Это было около полуночи, когда мне показалось, что мама начала готовиться ко сну, стелить постель, ходить из комнаты в комнату, но вскоре всё опять успокоилось и до меня донеслось её приглушенное скорбное причитание. Я узнал этот мотив – это был поминальный плач по отцу: ещё давно, до болезни Анюты, мать не раз пела его, но после стольких лет я услышал его впервые. Этот напев сразу же после кончины отца придумал по её просьбе один нищий цыган – чёрный как смоль оборвыш известный в нашей округе за свои таланты сочинять и импровизировать. Мне кажется, что я до сих пор могу живо представить себе его грязные и засаленные волоса, маленькие пытливые глазки и торчащую из рубашки волосатую грудь.
Обычно он сидел у входной двери нашего дома, заваленный медной утварью, что удалось насобирать по соседям для чистки, и, склонив голову набок, вырисовывал голосом мелодию, подбирая на ходу подходящие по смыслу слова, временами подыгрывая себе на изрядно потёртой и плаксивой трёхструнной лире. Перед ним подолгу в слезах стояла мать, посадив маленькую Анюту на руки, и внимательно слушала. Я же крепко держался за полы её длинного платья, прячась своим личиком в крупных складках: сколь мелодичны и приятны уху были чарующие мотивы, столь же страшен и отвратителен казался вид этого дикого песняра.

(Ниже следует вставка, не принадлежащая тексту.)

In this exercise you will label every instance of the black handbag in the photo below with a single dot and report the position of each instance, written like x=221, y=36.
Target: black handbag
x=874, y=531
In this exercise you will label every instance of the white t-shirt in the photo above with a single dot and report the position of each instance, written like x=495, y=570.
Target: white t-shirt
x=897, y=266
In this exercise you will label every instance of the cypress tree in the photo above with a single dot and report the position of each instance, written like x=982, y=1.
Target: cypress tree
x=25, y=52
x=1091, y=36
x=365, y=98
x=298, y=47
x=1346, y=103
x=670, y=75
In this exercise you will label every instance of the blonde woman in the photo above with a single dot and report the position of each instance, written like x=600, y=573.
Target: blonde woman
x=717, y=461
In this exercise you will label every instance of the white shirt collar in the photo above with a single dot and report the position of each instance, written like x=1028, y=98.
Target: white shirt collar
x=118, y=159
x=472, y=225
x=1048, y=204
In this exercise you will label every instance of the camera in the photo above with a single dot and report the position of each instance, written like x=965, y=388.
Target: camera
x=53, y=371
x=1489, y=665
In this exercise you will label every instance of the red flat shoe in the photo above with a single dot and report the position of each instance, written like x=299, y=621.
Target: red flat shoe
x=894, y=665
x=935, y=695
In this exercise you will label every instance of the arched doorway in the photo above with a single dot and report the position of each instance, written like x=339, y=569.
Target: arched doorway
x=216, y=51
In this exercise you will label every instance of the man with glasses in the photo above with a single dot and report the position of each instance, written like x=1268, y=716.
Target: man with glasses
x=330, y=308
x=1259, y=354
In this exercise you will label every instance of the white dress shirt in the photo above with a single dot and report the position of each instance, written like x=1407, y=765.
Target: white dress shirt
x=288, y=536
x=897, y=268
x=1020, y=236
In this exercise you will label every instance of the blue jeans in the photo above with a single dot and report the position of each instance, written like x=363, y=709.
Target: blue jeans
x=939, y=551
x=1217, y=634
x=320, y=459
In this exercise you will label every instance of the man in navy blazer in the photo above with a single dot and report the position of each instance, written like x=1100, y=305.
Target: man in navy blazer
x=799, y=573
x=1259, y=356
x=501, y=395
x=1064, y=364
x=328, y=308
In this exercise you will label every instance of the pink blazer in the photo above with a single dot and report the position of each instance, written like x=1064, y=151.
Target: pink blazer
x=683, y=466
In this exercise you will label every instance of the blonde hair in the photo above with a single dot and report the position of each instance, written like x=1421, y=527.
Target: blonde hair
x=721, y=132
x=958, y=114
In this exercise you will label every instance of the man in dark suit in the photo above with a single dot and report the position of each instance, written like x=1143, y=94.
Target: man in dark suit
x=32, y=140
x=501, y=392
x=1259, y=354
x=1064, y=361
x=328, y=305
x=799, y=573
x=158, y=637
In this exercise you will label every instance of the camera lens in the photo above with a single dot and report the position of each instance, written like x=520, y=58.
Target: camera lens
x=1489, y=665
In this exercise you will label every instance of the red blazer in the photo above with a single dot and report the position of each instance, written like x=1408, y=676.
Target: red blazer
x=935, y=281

Как только после нескольких попыток у матери получилось исполнить наизусть это горькое упражнение, она вытащила из отворота платка десять серебряных курушей и подала бродяге – денег тогда у нас было достаточно. После собрала ему отдельно хлеба, вина и всяческой еды, что была по случаю на нашем столе. Пока тот ел, мать у себя в комнате повторяла по строкам всё целиком, дабы не упустить ни слова. Было видно, что ей понравилось сочинение, потому как, прощаясь, она подарила ему двое выходных шаровар, что сохранились от отца.
– Да упокоится душа его с миром, дочка, – обрадовался бродяга и, обвесившись медной посудой, вышел за ворота.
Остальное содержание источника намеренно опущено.